Promising Outcomes of CD7 CAR-T Therapy Combined with Second Transplant in Relapsed T-ALL/LBL Patients
In the ongoing quest to improve treatment options for patients with relapsed T-cell acute lymphoblastic leukemia (T-ALL) and lymphoblastic lymphoma (LBL), a recent study has shown that combining CD7 chimeric antigen receptor T-cell (CAR-T) therapy with a second allogeneic hematopoietic stem cell transplantation (HSCT) offers promising outcomes. This innovative approach was pioneered at the Hebei Yanda Lu Daopei Hospital and Beijing Lu Daopei Hospital, in collaboration with Bioocus, and the findings were presented at the 65th American Society of Hematology (ASH) Annual Meeting.

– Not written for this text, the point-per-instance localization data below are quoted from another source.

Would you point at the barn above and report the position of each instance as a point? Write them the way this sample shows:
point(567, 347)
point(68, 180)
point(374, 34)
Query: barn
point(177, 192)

The study focused on 16 patients who had previously undergone HSCT and experienced a relapse. These patients received CD7 CAR-T therapy, leading to a remarkable 100% achievement of MRD-negative complete remission in the bone marrow. Furthermore, the therapy also demonstrated efficacy in treating extramedullary lesions, with a 75% complete remission rate.
Following the CD7 CAR-T therapy, the patients underwent a second HSCT. The one-year overall survival (OS) rate was 58.5%, and the leukemia-free survival (LFS) rate was 51.4%, highlighting the potential of this combined therapeutic strategy. The results suggest
that CD7 CAR-T therapy, when followed by a second HSCT, could be a viable treatment option for patients who have exhausted other avenues, offering them a renewed chance at long-term remission.
The study underscores the potential of CAR-T therapy in transforming the treatment landscape for T-ALL and LBL, particularly for patients who have relapsed after an initial transplant. The integration of CD7 CAR-T cells, which target specific cancer markers, coupled with the follow-up transplant, presents a powerful strategy to combat these aggressive cancers.
Bioocus, in partnership with Lu Daopei Hospital, continues to explore and refine CAR-T therapies to provide cutting-edge treatment options for hematologic malignancies. As research progresses, the hope is to further improve the survival rates and quality of life for patients facing these challenging diseases.
This study marks a significant step forward in the treatment of relapsed T-ALL and LBL, showcasing the potential of innovative therapies in delivering better outcomes for patients worldwide.